African American Women Living With HIV: A Case Study Analysis of Long-Term "Thrivers"

Saturday, 28 October 2017

Stephanie C. Jen, BSN
School of Nursing, Old Dominion University, Norfolk, VA, USA
Kimberly Adams Tufts, ND
College of Health Sciences, Old Dominion University, Norfolk, VA, USA
Kaprea F. Hoquee, PhD
Counseling & human services, Old dominion university, Norfolk, VA, USA

African American women have the highest prevalence of HIV among US women. Among African American women, the incidence rate is nearly 20 times higher than that in Caucasian women, and five times that of Hispanic women. Hence, it is essential that gender-specific and culturally relevant behavioral HIV self-management interventions be developed and trialed for efficacy with these women. An enhanced understanding about how these women view self-management of HIV, how they engage in HIV self-management, and how self-management of HIV impacts their individual health outcomes is foundational to developing effective HIV self-management interventions.
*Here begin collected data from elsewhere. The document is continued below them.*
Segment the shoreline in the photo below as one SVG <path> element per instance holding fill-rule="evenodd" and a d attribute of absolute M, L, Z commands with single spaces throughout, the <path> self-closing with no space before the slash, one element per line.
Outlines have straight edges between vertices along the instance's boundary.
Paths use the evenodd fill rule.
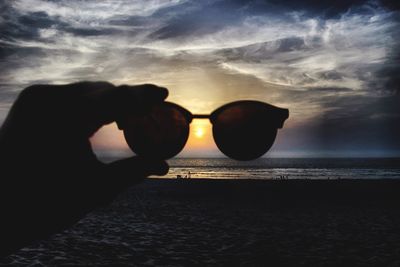
<path fill-rule="evenodd" d="M 138 185 L 176 195 L 224 197 L 246 195 L 271 200 L 399 201 L 400 179 L 170 179 L 149 178 Z"/>

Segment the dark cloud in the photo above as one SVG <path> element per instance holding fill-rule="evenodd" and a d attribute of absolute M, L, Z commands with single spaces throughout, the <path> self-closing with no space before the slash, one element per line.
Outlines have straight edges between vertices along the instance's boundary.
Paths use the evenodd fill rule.
<path fill-rule="evenodd" d="M 400 12 L 392 14 L 392 21 L 393 27 L 387 33 L 393 40 L 392 45 L 387 48 L 386 60 L 374 73 L 368 87 L 383 94 L 400 95 Z"/>
<path fill-rule="evenodd" d="M 45 12 L 21 14 L 5 1 L 0 8 L 0 40 L 36 40 L 39 31 L 51 27 L 65 27 L 66 24 Z"/>
<path fill-rule="evenodd" d="M 57 2 L 57 1 L 56 1 Z M 60 19 L 59 16 L 50 16 L 44 11 L 29 12 L 20 14 L 18 10 L 10 5 L 5 5 L 1 9 L 3 22 L 0 24 L 0 40 L 39 40 L 42 38 L 40 31 L 43 29 L 52 29 L 65 33 L 71 33 L 76 36 L 90 37 L 99 35 L 117 35 L 134 34 L 134 29 L 121 30 L 118 28 L 104 28 L 80 25 L 72 25 Z M 118 21 L 114 21 L 115 25 Z M 48 42 L 49 40 L 42 40 Z"/>
<path fill-rule="evenodd" d="M 323 151 L 346 155 L 398 155 L 400 150 L 400 98 L 363 96 L 327 98 L 323 112 L 299 128 L 288 129 L 279 149 Z M 364 154 L 363 154 L 364 153 Z"/>
<path fill-rule="evenodd" d="M 385 7 L 389 8 L 390 10 L 399 10 L 400 9 L 400 2 L 397 0 L 381 0 L 380 2 Z"/>
<path fill-rule="evenodd" d="M 270 0 L 270 3 L 285 8 L 286 10 L 302 11 L 310 15 L 317 14 L 322 17 L 336 17 L 337 15 L 346 12 L 349 8 L 360 6 L 366 1 L 364 0 L 336 0 L 336 1 L 318 1 L 318 0 Z"/>
<path fill-rule="evenodd" d="M 337 1 L 318 1 L 318 0 L 224 0 L 217 1 L 211 5 L 214 9 L 223 9 L 227 13 L 234 15 L 277 15 L 286 12 L 304 12 L 308 15 L 318 15 L 321 17 L 334 17 L 346 12 L 349 8 L 358 7 L 367 1 L 365 0 L 337 0 Z M 393 1 L 394 2 L 394 1 Z"/>
<path fill-rule="evenodd" d="M 231 1 L 229 1 L 231 2 Z M 267 1 L 233 1 L 236 5 L 246 8 L 253 14 L 267 12 L 303 12 L 308 16 L 319 16 L 322 18 L 334 18 L 354 9 L 357 12 L 363 12 L 364 4 L 382 4 L 384 7 L 397 10 L 399 2 L 396 0 L 382 0 L 371 2 L 367 0 L 336 0 L 336 1 L 318 1 L 318 0 L 267 0 Z"/>
<path fill-rule="evenodd" d="M 370 87 L 400 95 L 400 44 L 390 52 L 390 57 L 377 71 L 376 79 L 371 81 Z"/>
<path fill-rule="evenodd" d="M 124 31 L 121 31 L 119 29 L 94 29 L 94 28 L 77 28 L 77 27 L 65 27 L 62 28 L 61 30 L 72 33 L 77 36 L 99 36 L 99 35 L 117 35 L 118 33 L 122 33 Z M 133 31 L 130 31 L 130 33 L 133 33 Z"/>
<path fill-rule="evenodd" d="M 310 124 L 323 150 L 400 150 L 400 96 L 337 95 L 320 101 L 324 112 Z"/>
<path fill-rule="evenodd" d="M 50 28 L 60 24 L 59 21 L 52 19 L 45 12 L 32 12 L 29 15 L 22 15 L 18 18 L 18 22 L 33 29 Z"/>

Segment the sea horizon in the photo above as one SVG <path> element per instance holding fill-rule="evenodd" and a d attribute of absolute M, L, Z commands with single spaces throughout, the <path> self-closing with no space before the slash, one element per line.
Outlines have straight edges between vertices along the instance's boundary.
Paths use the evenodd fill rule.
<path fill-rule="evenodd" d="M 204 179 L 400 179 L 400 158 L 173 158 L 157 178 Z"/>

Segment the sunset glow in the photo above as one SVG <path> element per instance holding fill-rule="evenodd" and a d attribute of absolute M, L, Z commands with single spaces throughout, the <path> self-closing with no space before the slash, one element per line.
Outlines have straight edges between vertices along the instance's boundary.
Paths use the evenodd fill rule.
<path fill-rule="evenodd" d="M 213 145 L 211 124 L 208 120 L 195 119 L 190 124 L 186 148 L 206 148 Z"/>
<path fill-rule="evenodd" d="M 204 136 L 204 128 L 197 127 L 196 130 L 195 130 L 195 132 L 194 132 L 194 135 L 195 135 L 197 138 L 203 138 L 203 136 Z"/>

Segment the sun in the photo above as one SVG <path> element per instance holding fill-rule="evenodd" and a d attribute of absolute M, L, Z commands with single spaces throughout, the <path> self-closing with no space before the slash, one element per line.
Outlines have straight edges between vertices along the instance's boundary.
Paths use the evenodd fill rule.
<path fill-rule="evenodd" d="M 196 130 L 194 131 L 194 135 L 195 135 L 197 138 L 203 138 L 203 137 L 204 137 L 204 133 L 205 133 L 205 131 L 204 131 L 204 129 L 201 128 L 201 127 L 197 127 Z"/>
The primary aim of this qualitative study was to explore the self-management strategies of African American women who have been living with HIV for 10 or more years. A secondary aim was to explore their perspectives on the acceptability of an electronic platform for intervention delivery for HIV self-management education.

Face to face interviews were conducted with women who are living with HIV. When asked why they agreed to be interviewed the women stressed their desire to help others through their experience. A preliminary content analysis of the transcribed interviews revealed that spirituality, social support, and the impact of time since diagnosis on HIV management knowledge and skills were common themes.
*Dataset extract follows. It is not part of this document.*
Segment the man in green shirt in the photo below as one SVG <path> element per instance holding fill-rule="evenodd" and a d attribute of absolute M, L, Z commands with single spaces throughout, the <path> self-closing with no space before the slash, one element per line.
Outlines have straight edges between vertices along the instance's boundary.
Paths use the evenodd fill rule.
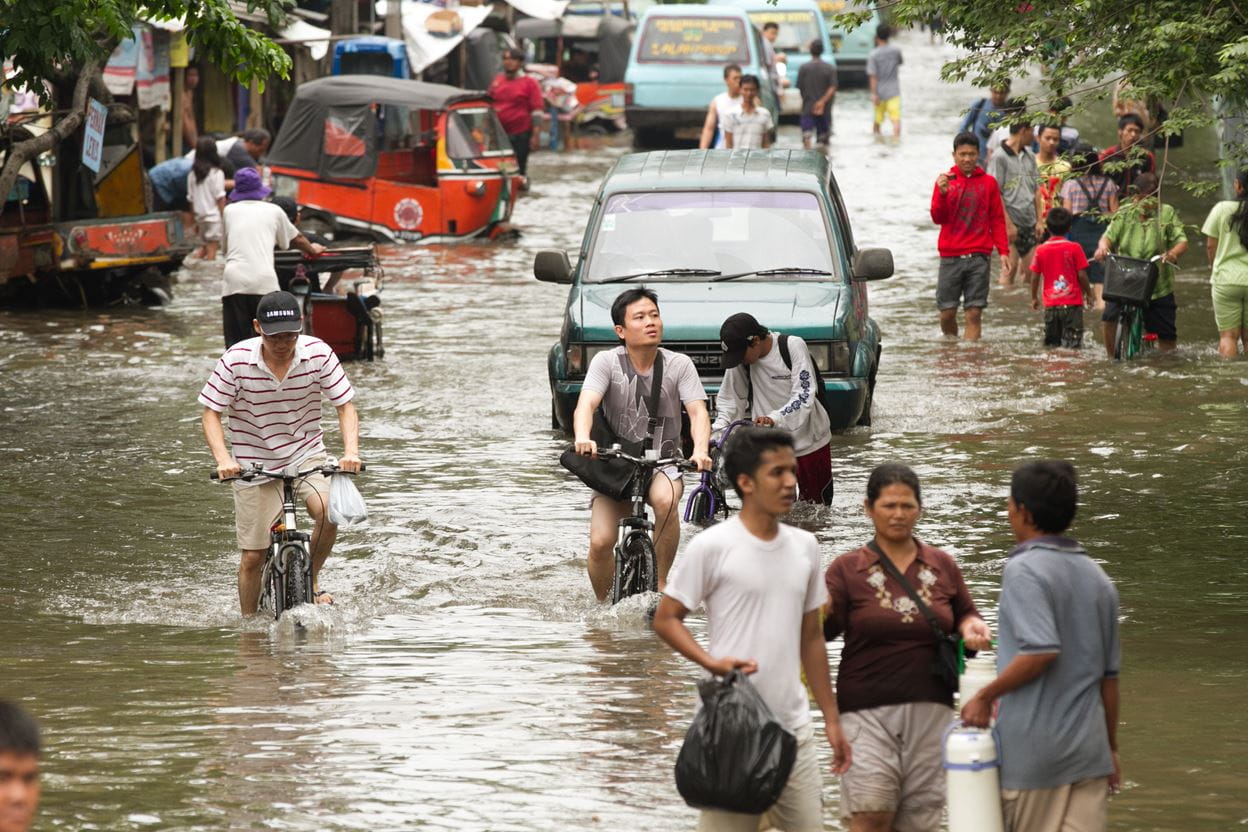
<path fill-rule="evenodd" d="M 1166 352 L 1173 350 L 1178 342 L 1175 326 L 1178 305 L 1174 302 L 1174 268 L 1183 252 L 1187 251 L 1187 235 L 1183 222 L 1173 205 L 1162 205 L 1157 196 L 1157 177 L 1142 173 L 1131 184 L 1131 201 L 1118 209 L 1109 228 L 1096 247 L 1097 260 L 1104 260 L 1111 252 L 1127 257 L 1150 260 L 1161 256 L 1157 287 L 1152 300 L 1144 307 L 1144 330 L 1157 336 L 1158 346 Z M 1114 323 L 1122 314 L 1122 304 L 1105 301 L 1101 320 Z M 1105 327 L 1105 350 L 1114 355 L 1114 327 Z"/>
A medical record review highlighted that although all three women were taking antiretroviral medications and had achieved suppression of HIV; they were also managing and adjusting to additional co-morbid conditions. Cardiovascular conditions, diabetes, and cancer were among these co-morbidities.

Despite these challenges, all three women emphasized the value of a positive perspective and on giving back to the community; ‘being diagnosed with HIV got me respect’. Two of the three women currently worked for AIDS Service Organizations and all were community volunteers.

 HIV care and treatment providers must consider the wholeness of their approach when interacting with those living with HIV. Notably, they must engage patients in conversations about harnessing the collective resources of the mind, body, and spirit when employing HIV self-management.